4 Responses to S.A.N.E. book titles

  1. Alessandra says:

    Hi JamieThis is really a well-done lesson.I really appreciate you can work at first just with titles and then with the true covers. In this way creativity and imagination could build a different idea about the same book in the pupils’ minds and this can offer an opportunity of productive discussions and sharing thoughts.

    I can suggest you to find an acronym for the other group of words (where,body,one,thing) and maybe mix up the sentences in the chant below:
    From:
    Something,someone, somebody, somewhere
    Anything, anyone, anybody, anywhere,
    No one, nothing, nobody, nowhere
    Everything, everyone, everybody, everywhere

    To:
    Everything, everyone, everybody, everywhere
    Something,someone, somebody, somewhere
    Anything, anyone, anybody, anywhere,
    No one, nothing, nobody, nowhere

    In this way it is catchier for our ears (so easier to remember) because the sentences have the same rhythm (1 and 2; 3 and 4).

    THANKS for your work!

  2. Jamie Keddie says:

    Thank you Alessandra
    I really appreciate your comment!
    Lovely idea to change around the order of the chant. I have tried to think of an acronym but without success. Any ideas?
    Jamie :-)

  3. Alessandra says:

    Hi Jamie!
    Actually I’ve just realized that the order I wrote is wrong; the correct order for me is
    a) Everything, everyone, everybody, everywhere
    b) Anything, anyone, anybody, anywhere,
    c) Something,someone, somebody, somewhere
    d) No one, nothing, nobody, nowhere

    In this way you can have:
    2 syllable in the rows a) and b) , using EVERY and ANY (e/very ; a/ny);
    1 syllable in the rows c) and d) , using SOME and NO.

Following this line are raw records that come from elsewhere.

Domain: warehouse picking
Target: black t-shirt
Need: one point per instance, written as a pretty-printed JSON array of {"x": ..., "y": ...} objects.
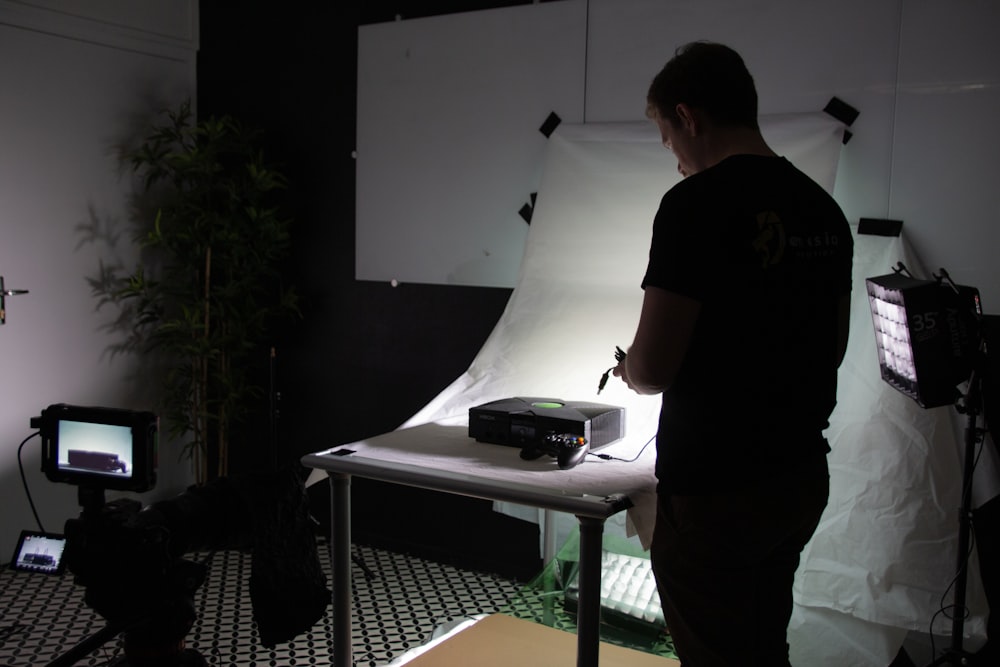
[{"x": 767, "y": 252}]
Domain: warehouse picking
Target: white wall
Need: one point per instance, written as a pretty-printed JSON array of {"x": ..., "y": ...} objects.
[
  {"x": 923, "y": 73},
  {"x": 76, "y": 80}
]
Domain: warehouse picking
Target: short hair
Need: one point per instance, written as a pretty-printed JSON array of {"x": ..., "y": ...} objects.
[{"x": 707, "y": 76}]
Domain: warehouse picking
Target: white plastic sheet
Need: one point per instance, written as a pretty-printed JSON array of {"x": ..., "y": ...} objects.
[{"x": 885, "y": 551}]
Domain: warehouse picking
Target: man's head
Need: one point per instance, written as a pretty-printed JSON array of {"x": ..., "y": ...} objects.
[{"x": 709, "y": 78}]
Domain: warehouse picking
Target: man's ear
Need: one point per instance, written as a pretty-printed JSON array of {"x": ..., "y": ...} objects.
[{"x": 690, "y": 120}]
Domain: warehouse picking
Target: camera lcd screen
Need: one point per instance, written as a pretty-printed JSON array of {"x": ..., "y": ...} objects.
[
  {"x": 39, "y": 552},
  {"x": 101, "y": 449}
]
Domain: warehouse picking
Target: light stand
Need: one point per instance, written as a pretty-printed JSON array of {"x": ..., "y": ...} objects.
[
  {"x": 955, "y": 653},
  {"x": 930, "y": 337}
]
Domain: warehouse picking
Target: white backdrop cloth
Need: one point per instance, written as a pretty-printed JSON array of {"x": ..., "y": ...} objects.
[{"x": 884, "y": 552}]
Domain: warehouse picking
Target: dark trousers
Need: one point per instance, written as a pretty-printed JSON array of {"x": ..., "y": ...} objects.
[{"x": 725, "y": 565}]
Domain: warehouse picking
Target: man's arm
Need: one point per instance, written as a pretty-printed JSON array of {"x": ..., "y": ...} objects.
[{"x": 666, "y": 325}]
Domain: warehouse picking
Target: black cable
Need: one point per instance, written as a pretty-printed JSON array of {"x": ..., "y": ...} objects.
[
  {"x": 608, "y": 457},
  {"x": 947, "y": 610},
  {"x": 24, "y": 480}
]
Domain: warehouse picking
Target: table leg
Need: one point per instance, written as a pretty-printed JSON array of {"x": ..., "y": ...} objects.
[
  {"x": 340, "y": 563},
  {"x": 588, "y": 615}
]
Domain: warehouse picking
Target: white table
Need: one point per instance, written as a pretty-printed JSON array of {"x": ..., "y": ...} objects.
[{"x": 441, "y": 457}]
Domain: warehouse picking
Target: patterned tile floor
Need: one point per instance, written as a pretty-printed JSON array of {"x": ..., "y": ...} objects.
[{"x": 42, "y": 616}]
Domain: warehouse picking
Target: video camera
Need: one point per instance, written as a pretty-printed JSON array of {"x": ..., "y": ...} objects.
[
  {"x": 130, "y": 558},
  {"x": 105, "y": 448}
]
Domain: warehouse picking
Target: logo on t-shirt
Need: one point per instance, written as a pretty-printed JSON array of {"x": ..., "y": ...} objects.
[{"x": 769, "y": 243}]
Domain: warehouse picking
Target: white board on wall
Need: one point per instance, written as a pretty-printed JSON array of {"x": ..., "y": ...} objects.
[{"x": 449, "y": 145}]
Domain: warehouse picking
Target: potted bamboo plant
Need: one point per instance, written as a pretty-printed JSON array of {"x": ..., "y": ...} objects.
[{"x": 207, "y": 287}]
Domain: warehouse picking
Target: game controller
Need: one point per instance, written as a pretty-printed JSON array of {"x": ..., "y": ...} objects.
[{"x": 567, "y": 448}]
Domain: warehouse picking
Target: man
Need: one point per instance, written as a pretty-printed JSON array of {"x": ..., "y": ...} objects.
[{"x": 743, "y": 325}]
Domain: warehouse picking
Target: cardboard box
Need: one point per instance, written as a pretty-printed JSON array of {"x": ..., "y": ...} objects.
[{"x": 503, "y": 641}]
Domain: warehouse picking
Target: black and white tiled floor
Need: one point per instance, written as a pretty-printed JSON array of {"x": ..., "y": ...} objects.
[{"x": 42, "y": 617}]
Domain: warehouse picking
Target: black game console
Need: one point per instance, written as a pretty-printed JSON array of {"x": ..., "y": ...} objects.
[{"x": 527, "y": 422}]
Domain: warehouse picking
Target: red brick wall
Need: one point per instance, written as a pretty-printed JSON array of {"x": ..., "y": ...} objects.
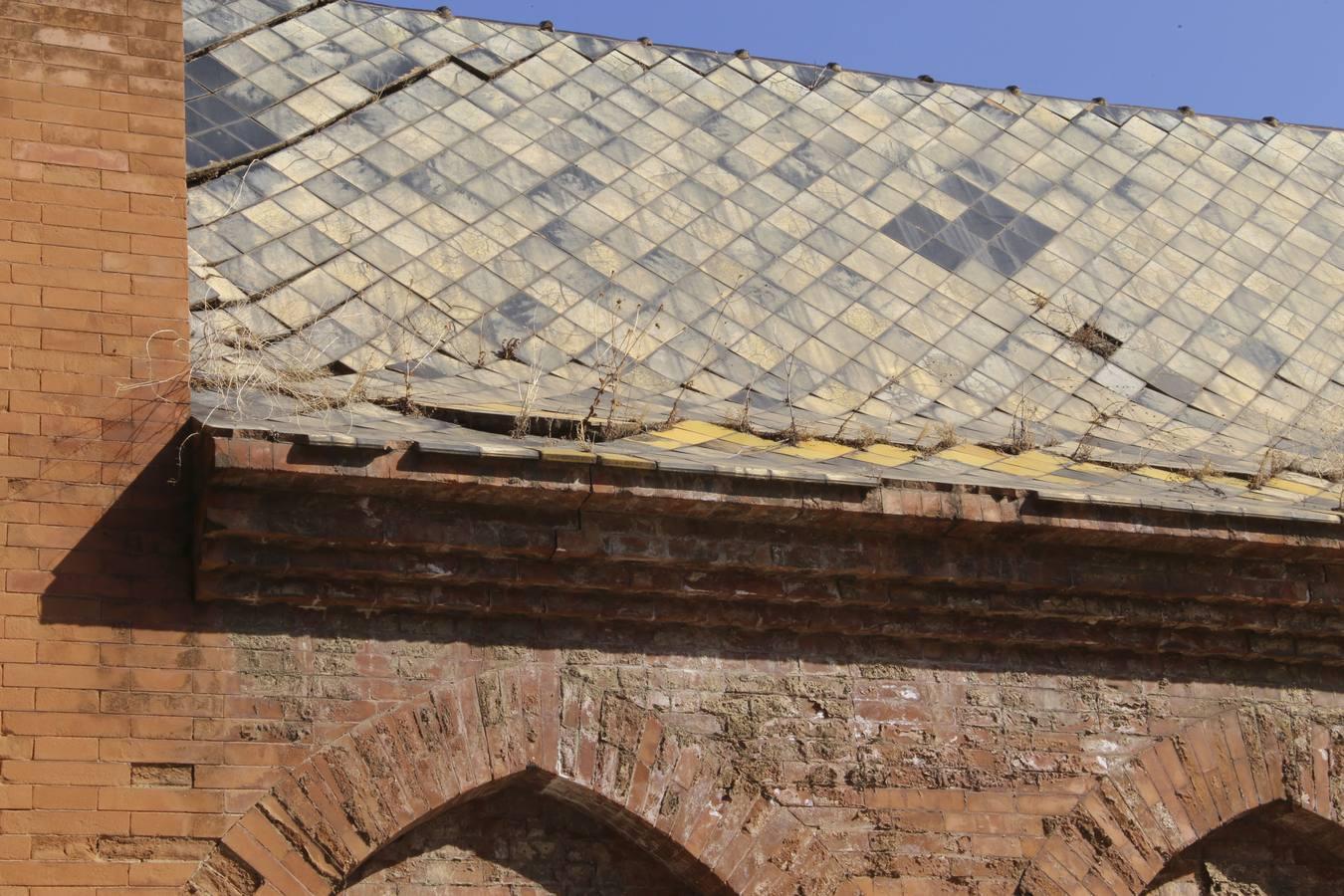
[
  {"x": 136, "y": 726},
  {"x": 92, "y": 396}
]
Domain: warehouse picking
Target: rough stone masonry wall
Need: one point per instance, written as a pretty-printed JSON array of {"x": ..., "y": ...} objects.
[
  {"x": 92, "y": 395},
  {"x": 136, "y": 726},
  {"x": 920, "y": 772}
]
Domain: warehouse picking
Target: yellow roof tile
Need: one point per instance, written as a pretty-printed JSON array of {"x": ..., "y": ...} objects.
[{"x": 748, "y": 439}]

    About the acronym, if you divide the words as you wrote on your point 4. (see above your “Less plan outline”), I was thinking could be nice BO.TH, from BOdy and THing, because it means “you should remember to take one word from the left side and one from the right side to get the final combination”.
    But I’m sorry, I have no idea how you could combine the other two words, WHere and ONe! :(
    Alessandra

  4. Jamie Keddie says:

    It’s a tough one! We’ll leave it at that and let teachers choose.
    Thanks again Alessandra. I appreciate your help.